Les chercheurs pensaient initialement que sans la mutation homozygote CCR5Δ32, le maintien d’une rémission au VIH sur plus de neuf mois sans traitement antirétroviral n’était pas possible. Cependant, des études menées sur des modèles primates (non humains) ont montré, selon ces études, une réduction substantielle des réservoirs persistants de VIH pendant plusieurs années, suite à une transplantation de cellules souches exprimant la protéine CCR5 de type sauvage (ou non mutée).
Le même effet a été observé chez le célèbre « patient de Genève », qui a obtenu une rémission durable après une transplantation de cellules souches, même si son donneur n’était pas porteur de la mutation CCR5Δ32. Ces résultats suggèrent que d’autres facteurs pourraient être impliqués dans l’élimination du virus et que le gène du récepteur CCR5 n’est peut-être pas aussi essentiel au processus qu’on le pensait.

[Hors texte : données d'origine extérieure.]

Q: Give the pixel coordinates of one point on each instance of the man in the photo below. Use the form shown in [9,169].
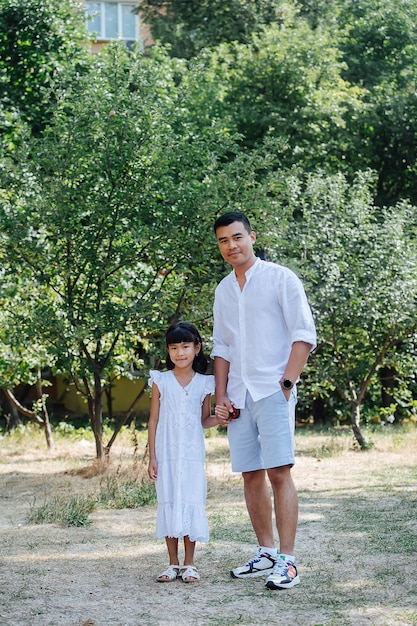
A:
[263,334]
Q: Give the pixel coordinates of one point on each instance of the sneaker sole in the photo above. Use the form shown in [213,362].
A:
[260,572]
[271,585]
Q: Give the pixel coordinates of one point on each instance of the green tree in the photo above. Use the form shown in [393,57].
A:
[188,27]
[39,41]
[108,213]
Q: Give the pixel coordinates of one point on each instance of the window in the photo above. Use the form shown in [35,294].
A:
[113,20]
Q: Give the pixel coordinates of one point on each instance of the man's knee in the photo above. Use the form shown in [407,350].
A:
[280,475]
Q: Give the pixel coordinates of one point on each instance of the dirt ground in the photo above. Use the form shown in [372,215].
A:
[104,574]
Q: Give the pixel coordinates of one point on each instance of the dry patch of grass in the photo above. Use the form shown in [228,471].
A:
[356,544]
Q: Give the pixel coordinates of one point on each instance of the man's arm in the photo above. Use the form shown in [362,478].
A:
[296,362]
[221,373]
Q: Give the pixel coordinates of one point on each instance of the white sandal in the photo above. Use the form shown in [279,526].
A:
[171,573]
[189,571]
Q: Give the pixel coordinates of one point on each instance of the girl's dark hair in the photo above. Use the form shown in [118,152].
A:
[232,216]
[186,332]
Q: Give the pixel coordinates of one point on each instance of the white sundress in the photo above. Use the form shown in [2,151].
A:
[181,485]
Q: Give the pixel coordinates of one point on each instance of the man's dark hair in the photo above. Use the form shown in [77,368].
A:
[232,216]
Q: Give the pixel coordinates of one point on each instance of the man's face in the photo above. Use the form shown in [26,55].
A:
[236,244]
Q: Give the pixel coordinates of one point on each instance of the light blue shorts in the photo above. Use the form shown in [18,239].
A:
[263,435]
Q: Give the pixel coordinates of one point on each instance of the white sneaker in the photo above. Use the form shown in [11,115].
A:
[262,563]
[284,575]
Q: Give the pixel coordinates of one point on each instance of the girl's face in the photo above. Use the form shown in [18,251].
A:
[182,354]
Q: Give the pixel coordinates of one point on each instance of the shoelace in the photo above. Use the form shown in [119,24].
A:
[255,559]
[281,567]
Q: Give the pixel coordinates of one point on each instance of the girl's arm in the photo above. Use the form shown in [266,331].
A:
[152,425]
[221,416]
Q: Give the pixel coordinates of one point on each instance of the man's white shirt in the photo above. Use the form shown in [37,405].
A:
[254,328]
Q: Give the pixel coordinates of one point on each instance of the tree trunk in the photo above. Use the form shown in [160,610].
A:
[46,422]
[97,418]
[387,377]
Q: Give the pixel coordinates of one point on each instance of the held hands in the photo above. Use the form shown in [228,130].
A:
[153,470]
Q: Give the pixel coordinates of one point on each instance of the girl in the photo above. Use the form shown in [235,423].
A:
[180,409]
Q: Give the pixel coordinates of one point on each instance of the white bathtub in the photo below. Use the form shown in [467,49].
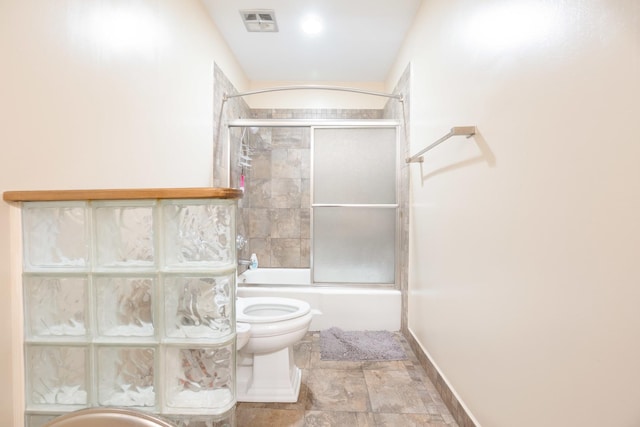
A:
[351,308]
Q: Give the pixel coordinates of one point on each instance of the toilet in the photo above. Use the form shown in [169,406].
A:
[266,371]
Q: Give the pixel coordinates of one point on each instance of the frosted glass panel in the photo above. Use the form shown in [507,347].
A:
[354,166]
[56,375]
[199,234]
[55,306]
[200,379]
[198,307]
[55,235]
[124,235]
[125,376]
[354,245]
[125,306]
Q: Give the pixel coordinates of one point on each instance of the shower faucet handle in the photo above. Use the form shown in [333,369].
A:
[241,242]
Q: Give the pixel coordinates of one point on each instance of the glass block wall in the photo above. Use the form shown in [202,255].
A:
[130,304]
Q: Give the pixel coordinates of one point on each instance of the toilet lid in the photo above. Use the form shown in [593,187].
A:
[265,310]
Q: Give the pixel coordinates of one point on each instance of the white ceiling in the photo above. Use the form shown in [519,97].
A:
[359,43]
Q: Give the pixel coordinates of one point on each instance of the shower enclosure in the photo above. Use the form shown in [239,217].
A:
[319,194]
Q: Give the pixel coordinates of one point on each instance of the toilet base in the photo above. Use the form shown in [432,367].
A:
[271,377]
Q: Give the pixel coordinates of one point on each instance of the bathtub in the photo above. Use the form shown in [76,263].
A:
[361,307]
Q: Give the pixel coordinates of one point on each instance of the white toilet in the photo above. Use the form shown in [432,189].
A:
[266,371]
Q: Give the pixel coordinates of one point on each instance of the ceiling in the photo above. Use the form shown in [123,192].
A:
[359,41]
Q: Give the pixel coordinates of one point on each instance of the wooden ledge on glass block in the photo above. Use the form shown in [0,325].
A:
[122,194]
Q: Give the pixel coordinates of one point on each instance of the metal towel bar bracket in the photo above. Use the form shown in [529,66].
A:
[467,131]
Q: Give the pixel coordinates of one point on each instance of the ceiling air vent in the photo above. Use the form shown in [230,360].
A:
[259,20]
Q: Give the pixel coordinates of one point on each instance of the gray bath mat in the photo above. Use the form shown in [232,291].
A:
[336,344]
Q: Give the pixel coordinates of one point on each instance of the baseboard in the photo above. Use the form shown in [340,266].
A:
[457,409]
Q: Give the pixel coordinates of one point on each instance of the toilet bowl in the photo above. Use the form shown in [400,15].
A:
[266,371]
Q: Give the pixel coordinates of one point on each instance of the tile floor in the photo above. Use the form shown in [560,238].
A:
[353,394]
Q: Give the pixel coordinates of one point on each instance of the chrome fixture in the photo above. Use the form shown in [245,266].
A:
[468,131]
[316,87]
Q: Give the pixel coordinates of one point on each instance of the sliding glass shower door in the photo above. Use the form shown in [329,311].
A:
[354,207]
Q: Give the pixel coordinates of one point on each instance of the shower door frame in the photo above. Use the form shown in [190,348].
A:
[335,124]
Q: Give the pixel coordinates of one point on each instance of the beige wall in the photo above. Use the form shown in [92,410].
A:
[99,94]
[524,278]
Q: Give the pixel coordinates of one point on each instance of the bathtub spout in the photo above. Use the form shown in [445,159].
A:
[252,262]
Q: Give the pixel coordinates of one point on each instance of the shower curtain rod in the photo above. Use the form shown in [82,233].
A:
[316,87]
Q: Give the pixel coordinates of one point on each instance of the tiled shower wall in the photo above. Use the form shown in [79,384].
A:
[275,211]
[274,215]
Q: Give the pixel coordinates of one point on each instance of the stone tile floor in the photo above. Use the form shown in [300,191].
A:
[353,394]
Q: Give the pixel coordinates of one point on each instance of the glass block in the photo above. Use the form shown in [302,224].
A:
[124,306]
[55,235]
[126,376]
[39,420]
[227,419]
[198,307]
[199,234]
[55,306]
[56,375]
[124,235]
[199,379]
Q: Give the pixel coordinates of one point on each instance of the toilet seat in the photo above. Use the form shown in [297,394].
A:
[270,309]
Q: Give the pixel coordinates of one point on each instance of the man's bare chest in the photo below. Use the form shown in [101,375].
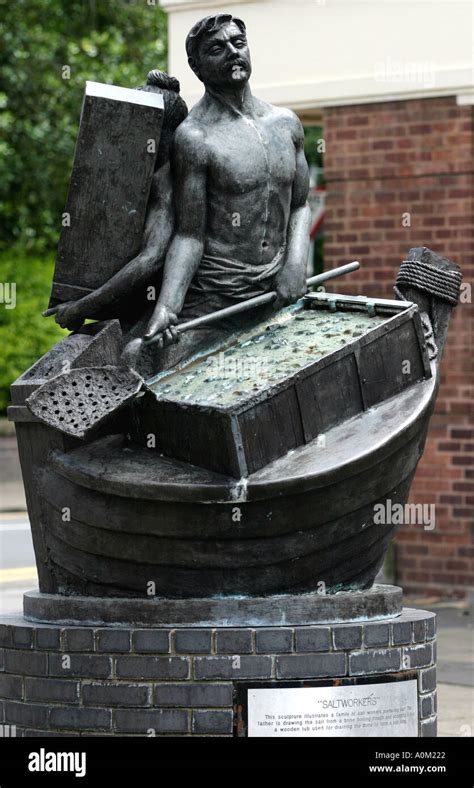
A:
[247,156]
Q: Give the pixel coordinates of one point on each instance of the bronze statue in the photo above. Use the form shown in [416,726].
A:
[240,183]
[306,452]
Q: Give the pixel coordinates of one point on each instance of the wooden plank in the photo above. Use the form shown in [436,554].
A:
[110,183]
[390,364]
[329,396]
[271,428]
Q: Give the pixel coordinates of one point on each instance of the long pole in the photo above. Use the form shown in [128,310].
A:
[265,298]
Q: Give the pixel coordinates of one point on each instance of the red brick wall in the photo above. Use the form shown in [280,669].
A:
[382,161]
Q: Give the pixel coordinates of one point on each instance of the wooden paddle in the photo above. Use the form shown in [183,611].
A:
[81,400]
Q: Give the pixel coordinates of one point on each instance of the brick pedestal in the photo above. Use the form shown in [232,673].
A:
[128,681]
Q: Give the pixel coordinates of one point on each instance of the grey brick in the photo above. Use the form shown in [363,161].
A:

Le patient de la nouvelle étude – publiée aujourd’hui (1er décembre) dans la revue Nature –, un homme âgé de 60 ans, a bénéficié d’une transplantation de cellules souches allogéniques (provenant d’un donneur) pour traiter une leucémie aiguë myéloïde. Son cancer a été diagnostiqué en 2015, tandis qu’il a été diagnostiqué séropositif en 2009. Les cellules du donneur ne portaient qu’une seule copie de la mutation CCR5Δ32 (CCR5Δ32 hétérozygote).
Le patient a pu interrompre en toute sécurité son traitement antirétroviral trois ans après l’allotransplantation. Sa rémission au VIH est maintenue depuis plus de six ans avec une charge virale plasmatique indétectable. L’analyse des réservoirs viraux a montré la présence d’un provirus intact avant la transplantation, mais aucun virus pouvant se répliquer n’a été détecté dans le sang et les tissus intestinaux après l’intervention.
D’après l’équipe, la quasi absence de réponses immunitaires spécifiques au VIH confirme également l’absence d’activité virale. « Ces résultats démontrent que la résistance au VIH médiée par CCR5Δ32 n’est pas essentielle à une rémission durable, soulignant l’importance d’une réduction efficace du réservoir viral dans les stratégies de guérison du VIH », indiquent les chercheurs dans leur étude. Ces observations suggèrent en outre que l’éventail de donneurs potentiels de cellules souches pour les patients séropositifs pourrait être élargi.